3. Don’t Stress – To Much
I am naturally a little high-strung (according to my husband) so if something changes at the last minute or any factors are left to chance, I lose it. I don’t like surprises, unless they involve flowers or theatre tickets. But our baby has taught us to not stress about things we cannot control or fret over past mistakes or transgressions. I worry about the present and what I can control now. The loss of more sleep and getting worked up are not worth it. Just relax, and everything will (usually) work out. My husband has taught me this and keeps me calm. He handles stress and worry WAY better than I do. Do what you can, and everything else will fall into place. You may need to pick up some pieces here and there to complete the puzzle, but it will all work out
Family first. Always! We are a unique set up that is slowly becoming the norm. My parents live in New England and my husband’s parents are right around the corner. We do not have the “support” system that many of our friends and coworkers have. It is hard to explain that we cannot call a sibling, aunt, uncle, or our parents all the time. We try and utilize calling his parents when we really need a night out alone. We take our daughter everywhere with us, and she is such a good traveler that she makes it easy. We are very insistent about always having her around as much as possible. There is always enough time during the day for family.

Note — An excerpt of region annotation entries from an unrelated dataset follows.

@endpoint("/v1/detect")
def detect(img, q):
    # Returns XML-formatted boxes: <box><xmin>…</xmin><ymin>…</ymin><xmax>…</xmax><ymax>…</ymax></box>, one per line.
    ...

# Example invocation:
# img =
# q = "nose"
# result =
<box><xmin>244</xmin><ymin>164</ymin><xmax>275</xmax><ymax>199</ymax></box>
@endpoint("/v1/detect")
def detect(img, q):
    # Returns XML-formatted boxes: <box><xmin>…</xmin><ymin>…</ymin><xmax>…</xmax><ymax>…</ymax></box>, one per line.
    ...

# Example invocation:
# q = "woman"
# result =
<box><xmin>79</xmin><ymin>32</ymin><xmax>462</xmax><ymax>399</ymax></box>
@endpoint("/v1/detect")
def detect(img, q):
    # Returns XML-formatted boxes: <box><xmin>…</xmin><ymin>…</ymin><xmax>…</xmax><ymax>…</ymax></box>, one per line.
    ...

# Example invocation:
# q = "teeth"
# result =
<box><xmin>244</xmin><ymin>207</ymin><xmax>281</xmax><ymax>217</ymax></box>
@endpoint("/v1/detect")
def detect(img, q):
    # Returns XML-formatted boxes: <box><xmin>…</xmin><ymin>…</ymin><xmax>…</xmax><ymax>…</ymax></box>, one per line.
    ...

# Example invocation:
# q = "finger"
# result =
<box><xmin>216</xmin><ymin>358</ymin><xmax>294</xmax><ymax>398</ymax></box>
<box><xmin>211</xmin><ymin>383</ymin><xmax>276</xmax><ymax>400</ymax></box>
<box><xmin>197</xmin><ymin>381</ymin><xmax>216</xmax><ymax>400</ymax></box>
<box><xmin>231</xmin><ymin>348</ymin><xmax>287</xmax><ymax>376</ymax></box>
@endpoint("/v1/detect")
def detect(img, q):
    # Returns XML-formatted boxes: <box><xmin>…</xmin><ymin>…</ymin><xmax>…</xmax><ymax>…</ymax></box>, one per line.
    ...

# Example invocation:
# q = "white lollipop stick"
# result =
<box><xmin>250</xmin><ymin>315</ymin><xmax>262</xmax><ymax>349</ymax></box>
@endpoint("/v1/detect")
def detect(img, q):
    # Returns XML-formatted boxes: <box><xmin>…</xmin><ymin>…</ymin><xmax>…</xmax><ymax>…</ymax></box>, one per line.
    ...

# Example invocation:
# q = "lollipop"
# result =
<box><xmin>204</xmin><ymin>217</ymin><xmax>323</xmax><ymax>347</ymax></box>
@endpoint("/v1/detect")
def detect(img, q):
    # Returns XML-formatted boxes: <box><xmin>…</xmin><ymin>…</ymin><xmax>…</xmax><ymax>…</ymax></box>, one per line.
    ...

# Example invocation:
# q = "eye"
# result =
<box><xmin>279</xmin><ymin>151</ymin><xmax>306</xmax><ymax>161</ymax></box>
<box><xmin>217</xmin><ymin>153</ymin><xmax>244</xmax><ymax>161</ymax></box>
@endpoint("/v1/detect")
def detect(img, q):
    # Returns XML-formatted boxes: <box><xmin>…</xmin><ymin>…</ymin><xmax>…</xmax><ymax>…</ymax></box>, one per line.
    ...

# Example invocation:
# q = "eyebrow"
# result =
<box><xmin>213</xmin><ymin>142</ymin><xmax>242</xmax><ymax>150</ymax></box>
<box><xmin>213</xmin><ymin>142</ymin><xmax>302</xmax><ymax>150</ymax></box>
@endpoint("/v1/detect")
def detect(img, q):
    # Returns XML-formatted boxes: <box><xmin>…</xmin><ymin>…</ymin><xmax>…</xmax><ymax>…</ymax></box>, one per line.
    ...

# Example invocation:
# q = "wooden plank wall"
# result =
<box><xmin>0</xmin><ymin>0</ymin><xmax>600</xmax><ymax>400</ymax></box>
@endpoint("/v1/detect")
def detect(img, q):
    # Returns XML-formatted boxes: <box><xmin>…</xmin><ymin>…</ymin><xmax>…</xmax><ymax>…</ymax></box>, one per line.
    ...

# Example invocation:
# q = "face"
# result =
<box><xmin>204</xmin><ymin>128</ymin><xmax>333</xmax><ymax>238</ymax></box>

This really is all you need. The minute you look at your child for the first time, you are filled with emotions that are indescribable. All of your dreams and hopes are embodied in this warm little creature swaddled in a blanket and sleeping in your arms. Immediately your needs become secondary, and it is all about her. You vow at that moment to do everything for her, even if it kills you. Somedays, it feels as if you come close. I already love my husband to death, but I love her more every day. My love for her grows exponentially. It’s immeasurable, beyond understanding or biological reasoning. When I look at her, I feel the pulse of love moving through my whole body with infinite, inexhaustible energy, lighter than air and faster than light. Bottle it and you could power the world until the end of time…who needs sleep when you have that?